One chemotherapy does not fit all: Make-up of cells could interfere with treatment success

This study examined whether ribonucleotide reductase regulatory subunit M1 is a useful prognostic marker for chemotherapy treatment response in patients with non-small cell lung cancer.

Platinum-based chemotherapy, using a variety of agents, is a main course of treatment for advanced non-small cell lung cancer. However, there is a great deal of variability in how well patients respond to these therapies, and the number and severity of negative side effects they experience. Recent evidence has shown that the presence of certain markers (such as levels of proteins or molecules in the body) or genetic mutations can predict how a patient may react to a certain therapy, which can be a useful tool in targeting therapies to individuals.

Ribonucleotide reductase regulatory subunit M1 (RRM1) is a protein involved in DNA creation and repair. Low levels of RRM1 in patients with non-small cell lung cancer have been associated with higher response rates to gemcitabine (Gemzar)-based chemotherapy. Other studies, however, have not found this association.

The current study examined the association between RRM1 and the response to platinum-based chemotherapies. This study reviewed the records of 229 advanced non-small cell lung cancer patients who received carboplatin (Paraplatin)-based chemotherapy: 35.4% of patients received gemcitabine, 33.6% received docetaxel (Taxotere) and 31.0% received vinorelbine (Navelbine).

63.8% of the patients were determined to be RRM1 negative, and 36.2% were RRM1 positive. There were no overall differences in treatment response rates for the positive or negative patients. However, 78.8% of RRM1-negative patients receiving gemcitabine showed a response lasting longer than 3 months, compared to 55.2% of the RRM1-positive patients receiving the same type of chemotherapy.

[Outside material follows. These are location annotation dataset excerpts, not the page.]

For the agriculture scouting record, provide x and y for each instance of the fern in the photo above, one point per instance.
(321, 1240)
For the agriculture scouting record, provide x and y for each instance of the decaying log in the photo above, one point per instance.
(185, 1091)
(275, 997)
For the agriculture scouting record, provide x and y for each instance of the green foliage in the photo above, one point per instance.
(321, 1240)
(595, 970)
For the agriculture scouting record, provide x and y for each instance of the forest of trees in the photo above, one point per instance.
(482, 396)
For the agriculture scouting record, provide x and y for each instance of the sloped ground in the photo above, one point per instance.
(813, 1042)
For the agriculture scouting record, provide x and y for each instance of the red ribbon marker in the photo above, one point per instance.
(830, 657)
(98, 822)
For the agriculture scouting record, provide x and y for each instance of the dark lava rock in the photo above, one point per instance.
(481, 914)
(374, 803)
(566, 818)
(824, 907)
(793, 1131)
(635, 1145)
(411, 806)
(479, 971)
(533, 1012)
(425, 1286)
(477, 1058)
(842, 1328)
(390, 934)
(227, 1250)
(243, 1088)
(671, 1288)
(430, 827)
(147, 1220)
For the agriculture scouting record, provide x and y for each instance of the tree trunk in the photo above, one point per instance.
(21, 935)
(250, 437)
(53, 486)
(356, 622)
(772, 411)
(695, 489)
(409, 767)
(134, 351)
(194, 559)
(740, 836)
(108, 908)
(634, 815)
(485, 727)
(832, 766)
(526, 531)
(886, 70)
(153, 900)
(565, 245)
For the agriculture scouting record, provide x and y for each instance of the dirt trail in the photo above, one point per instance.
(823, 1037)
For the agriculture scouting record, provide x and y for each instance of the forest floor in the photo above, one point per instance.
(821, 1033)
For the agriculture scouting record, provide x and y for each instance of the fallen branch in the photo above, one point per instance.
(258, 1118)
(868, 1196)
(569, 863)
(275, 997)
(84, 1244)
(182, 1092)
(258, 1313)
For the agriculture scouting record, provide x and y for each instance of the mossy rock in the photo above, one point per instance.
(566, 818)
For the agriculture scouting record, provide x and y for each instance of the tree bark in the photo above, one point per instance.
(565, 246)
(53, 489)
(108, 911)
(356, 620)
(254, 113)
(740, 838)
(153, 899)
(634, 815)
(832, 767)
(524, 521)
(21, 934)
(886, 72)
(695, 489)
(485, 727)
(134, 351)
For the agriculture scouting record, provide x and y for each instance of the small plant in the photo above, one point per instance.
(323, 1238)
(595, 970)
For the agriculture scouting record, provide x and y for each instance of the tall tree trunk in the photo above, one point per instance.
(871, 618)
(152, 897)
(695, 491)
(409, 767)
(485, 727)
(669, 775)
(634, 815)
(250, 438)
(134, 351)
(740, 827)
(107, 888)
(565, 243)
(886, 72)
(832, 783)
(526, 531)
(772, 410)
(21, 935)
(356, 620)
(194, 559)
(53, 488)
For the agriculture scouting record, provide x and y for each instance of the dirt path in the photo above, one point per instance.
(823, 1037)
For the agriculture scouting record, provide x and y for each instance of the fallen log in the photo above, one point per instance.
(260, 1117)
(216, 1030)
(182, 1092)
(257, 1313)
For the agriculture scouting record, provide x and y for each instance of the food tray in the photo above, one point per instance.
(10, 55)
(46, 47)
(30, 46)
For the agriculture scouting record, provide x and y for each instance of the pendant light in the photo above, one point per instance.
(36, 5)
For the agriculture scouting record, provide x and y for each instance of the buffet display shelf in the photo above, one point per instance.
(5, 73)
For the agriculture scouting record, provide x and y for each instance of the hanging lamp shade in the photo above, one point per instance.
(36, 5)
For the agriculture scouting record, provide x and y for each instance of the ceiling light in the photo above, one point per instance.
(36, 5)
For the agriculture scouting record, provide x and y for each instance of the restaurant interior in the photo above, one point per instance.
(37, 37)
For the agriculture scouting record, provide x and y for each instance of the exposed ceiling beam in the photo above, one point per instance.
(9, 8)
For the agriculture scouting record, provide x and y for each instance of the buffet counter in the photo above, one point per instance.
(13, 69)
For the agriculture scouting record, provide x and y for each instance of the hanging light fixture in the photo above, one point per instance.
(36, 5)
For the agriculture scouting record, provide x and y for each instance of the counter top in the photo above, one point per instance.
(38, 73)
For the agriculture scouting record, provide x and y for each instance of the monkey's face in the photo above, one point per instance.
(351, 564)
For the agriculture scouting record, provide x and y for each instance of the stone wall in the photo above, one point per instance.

The average progression-free survival time (time before disease recurs or progresses) for all patients was 8.7 months; there were no overall differences between RRM1-positive and -negative patients. Progression-free survival times were significantly longer for RRM1-negative patients receiving gemcitabine (8.8 months) compared to RRM1-positive patients (7.6 months) receiving gemcitabine.

81.5% of RRM1-positive patients who were treated with docetaxel or vinorelbine showed a complete or partial response following treatment, compared to 55.2% for RRM1-positive patients receiving gemcitabine.

This study concluded that a lack of RRM1 is associated with worse response and progression-free survival rates in non-small cell lung cancer patients receiving gemcitabine-based chemotherapy.